I know I haven't always been forthcoming about my job or my past and for that I do apologize, but I hope you can believe me when I say that all of it was for a reason. There are things about my past, and yours as well, that you will need to know, but I wanted to protect you as long as possible. Consider this diary as a sort of fail-safe or back-up plan in case I wait too long. The first thing I have to tell you is probably the hardest: biologically speaking only, you are not actually my son. Make no mistake, you are my son, in every other way possible and I make no distinction between you and your sisters. I love you all just the same, and I know your mother agrees. It may take you a while to fully accept this, but the fact that you didn't come out your mother's belly makes you no less our son and I love you.

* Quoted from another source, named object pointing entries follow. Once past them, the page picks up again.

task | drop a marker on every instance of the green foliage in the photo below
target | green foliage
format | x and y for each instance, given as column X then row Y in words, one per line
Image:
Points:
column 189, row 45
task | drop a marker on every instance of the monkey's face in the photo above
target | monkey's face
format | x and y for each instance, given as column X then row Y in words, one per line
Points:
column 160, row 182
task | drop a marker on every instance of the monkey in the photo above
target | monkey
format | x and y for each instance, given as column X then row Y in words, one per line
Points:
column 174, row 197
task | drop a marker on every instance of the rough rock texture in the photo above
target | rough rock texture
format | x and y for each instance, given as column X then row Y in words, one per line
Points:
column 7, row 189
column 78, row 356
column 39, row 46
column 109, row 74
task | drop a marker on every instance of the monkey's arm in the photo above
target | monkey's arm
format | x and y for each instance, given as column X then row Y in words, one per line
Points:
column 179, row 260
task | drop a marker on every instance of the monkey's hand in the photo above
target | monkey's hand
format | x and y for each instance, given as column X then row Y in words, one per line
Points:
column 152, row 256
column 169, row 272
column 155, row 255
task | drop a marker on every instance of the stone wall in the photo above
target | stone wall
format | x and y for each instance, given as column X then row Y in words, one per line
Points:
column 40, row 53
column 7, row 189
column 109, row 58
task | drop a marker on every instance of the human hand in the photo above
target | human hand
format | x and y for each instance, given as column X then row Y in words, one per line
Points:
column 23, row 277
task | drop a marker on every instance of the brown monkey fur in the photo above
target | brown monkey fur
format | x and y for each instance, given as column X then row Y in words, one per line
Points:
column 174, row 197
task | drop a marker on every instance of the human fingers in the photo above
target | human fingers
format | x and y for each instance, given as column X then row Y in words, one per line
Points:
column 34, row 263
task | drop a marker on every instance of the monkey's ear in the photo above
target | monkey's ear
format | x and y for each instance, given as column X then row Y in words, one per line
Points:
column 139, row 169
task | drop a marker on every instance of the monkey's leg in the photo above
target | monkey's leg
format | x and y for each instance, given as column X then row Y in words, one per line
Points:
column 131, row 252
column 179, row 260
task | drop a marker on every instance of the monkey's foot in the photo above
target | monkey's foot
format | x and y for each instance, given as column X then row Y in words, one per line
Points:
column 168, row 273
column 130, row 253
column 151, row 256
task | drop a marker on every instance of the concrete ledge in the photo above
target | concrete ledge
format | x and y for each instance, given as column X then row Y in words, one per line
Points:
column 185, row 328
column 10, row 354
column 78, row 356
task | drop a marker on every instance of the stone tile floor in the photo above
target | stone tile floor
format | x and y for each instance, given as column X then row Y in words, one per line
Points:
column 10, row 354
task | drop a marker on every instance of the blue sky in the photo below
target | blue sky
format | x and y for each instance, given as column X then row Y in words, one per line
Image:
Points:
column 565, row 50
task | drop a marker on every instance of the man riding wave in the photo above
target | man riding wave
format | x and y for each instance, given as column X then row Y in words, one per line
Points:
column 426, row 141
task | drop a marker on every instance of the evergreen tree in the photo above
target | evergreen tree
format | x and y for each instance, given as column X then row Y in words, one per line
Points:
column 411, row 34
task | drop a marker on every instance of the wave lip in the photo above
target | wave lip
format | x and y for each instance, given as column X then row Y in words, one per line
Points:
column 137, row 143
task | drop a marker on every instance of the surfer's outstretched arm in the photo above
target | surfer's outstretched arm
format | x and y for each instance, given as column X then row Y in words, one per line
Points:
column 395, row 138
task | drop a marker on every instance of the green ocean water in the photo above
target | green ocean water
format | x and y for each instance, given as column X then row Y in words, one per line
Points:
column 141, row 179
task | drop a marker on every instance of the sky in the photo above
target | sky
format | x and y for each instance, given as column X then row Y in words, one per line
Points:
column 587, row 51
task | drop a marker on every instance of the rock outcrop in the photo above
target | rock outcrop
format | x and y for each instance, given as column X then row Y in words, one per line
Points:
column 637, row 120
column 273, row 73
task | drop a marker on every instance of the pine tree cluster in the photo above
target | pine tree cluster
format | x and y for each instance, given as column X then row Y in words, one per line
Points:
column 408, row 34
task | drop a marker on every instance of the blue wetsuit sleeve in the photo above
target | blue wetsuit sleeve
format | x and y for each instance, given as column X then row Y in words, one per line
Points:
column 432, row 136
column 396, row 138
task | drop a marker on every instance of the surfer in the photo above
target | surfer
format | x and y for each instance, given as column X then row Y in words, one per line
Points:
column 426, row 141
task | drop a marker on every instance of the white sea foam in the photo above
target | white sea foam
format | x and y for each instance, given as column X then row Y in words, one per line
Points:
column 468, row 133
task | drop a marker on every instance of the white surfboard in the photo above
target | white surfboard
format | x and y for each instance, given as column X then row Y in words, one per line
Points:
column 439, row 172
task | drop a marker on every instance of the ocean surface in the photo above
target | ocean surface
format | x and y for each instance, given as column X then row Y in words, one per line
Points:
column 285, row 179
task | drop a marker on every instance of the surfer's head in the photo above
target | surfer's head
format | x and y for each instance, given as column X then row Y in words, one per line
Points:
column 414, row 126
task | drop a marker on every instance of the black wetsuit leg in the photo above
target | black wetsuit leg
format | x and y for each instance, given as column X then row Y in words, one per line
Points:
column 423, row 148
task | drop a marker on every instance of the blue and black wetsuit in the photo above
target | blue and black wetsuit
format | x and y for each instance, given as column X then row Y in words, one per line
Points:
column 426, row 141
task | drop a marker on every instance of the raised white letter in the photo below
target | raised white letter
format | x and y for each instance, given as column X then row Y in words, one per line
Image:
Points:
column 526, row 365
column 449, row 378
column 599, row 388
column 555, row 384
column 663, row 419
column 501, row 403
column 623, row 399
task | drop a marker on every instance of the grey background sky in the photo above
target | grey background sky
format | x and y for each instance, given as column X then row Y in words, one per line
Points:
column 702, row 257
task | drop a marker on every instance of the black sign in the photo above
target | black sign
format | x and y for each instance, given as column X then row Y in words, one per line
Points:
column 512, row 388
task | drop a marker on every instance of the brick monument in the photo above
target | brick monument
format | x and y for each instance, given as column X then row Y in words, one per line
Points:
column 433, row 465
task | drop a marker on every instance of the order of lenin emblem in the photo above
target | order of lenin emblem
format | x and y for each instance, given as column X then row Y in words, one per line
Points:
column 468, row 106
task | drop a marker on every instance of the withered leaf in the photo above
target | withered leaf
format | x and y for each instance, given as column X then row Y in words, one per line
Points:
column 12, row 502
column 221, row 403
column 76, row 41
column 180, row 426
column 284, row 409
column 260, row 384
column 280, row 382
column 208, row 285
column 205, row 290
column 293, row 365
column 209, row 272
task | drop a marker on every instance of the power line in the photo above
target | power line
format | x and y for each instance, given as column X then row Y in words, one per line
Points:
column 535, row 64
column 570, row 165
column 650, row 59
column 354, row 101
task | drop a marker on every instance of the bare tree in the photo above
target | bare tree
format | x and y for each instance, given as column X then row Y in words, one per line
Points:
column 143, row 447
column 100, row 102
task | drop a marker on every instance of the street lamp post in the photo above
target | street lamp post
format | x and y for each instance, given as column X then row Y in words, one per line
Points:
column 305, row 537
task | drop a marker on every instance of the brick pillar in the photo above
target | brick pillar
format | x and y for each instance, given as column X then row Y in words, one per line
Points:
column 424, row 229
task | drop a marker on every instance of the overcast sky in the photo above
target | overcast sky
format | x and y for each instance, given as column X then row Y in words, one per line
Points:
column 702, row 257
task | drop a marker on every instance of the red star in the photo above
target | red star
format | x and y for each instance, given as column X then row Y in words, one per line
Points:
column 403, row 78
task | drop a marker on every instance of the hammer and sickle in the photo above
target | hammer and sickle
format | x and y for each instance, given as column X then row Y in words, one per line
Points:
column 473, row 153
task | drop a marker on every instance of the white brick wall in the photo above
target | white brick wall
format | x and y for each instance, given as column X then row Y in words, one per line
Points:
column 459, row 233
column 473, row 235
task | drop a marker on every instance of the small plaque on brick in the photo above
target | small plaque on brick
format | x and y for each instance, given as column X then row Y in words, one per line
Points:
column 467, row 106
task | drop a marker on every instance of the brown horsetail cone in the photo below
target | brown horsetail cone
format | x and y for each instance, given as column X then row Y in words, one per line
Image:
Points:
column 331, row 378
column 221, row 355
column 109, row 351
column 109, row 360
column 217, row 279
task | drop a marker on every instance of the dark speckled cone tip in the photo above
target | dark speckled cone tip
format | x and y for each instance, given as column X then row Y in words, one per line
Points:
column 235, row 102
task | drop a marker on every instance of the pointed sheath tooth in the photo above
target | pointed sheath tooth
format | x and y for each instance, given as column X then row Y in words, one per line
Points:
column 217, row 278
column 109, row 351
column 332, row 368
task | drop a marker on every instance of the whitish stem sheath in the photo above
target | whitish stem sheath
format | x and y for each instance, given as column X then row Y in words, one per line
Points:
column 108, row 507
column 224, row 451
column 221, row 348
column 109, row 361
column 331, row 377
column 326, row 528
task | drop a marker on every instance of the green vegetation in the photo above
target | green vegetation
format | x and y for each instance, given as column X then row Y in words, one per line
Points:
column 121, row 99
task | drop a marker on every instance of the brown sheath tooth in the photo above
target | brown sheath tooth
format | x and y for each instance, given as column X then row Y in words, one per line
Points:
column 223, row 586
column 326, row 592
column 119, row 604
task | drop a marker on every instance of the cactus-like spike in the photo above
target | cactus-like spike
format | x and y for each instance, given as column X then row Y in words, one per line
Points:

I closed my eyes and let the sunlight bathe my skin as I felt my world crash around me. I had always looked up to my dad, proud to call myself his son. I never cared that he didn't like to share details of his work or his past, it was always enough to me that he was the solid, dependable person who people knew they could count on. My eyes were flooded with tears as I reread the last sentence, and though I wasn't quite ready to accept it yet, I knew that he was right.
Your mother and I kept this from you growing up for two reasons, first we loved you and wanted to protect you. Second, your origins are more special than you can imagine, and the less people knew the story, the less chance of you being harmed. The true story of you origin starts well before you were born.
In high school, I was recruited by the military for a special project. I was young and idealistic and jumped at the chance to leave home and have adventures. Over the next several months, I was trained as a solder and eventually assigned to a secret facility outside of Colorado Springs. This project was top-secret and kept completely off books, and all of the members had no official connection to the US government. A scientist who I only ever knew by the code name Winston, oversaw the project and its purpose was to explore a recent discovery that had the potential to shake up every aspect of human existence. Winston was a brilliant physicist, and in the course of his research he discovered the existence of the alternate realities we know from the Awakening. I will spare you the scientific details, but with enough resources he was able to create a portal that allowed us to travel to different realities.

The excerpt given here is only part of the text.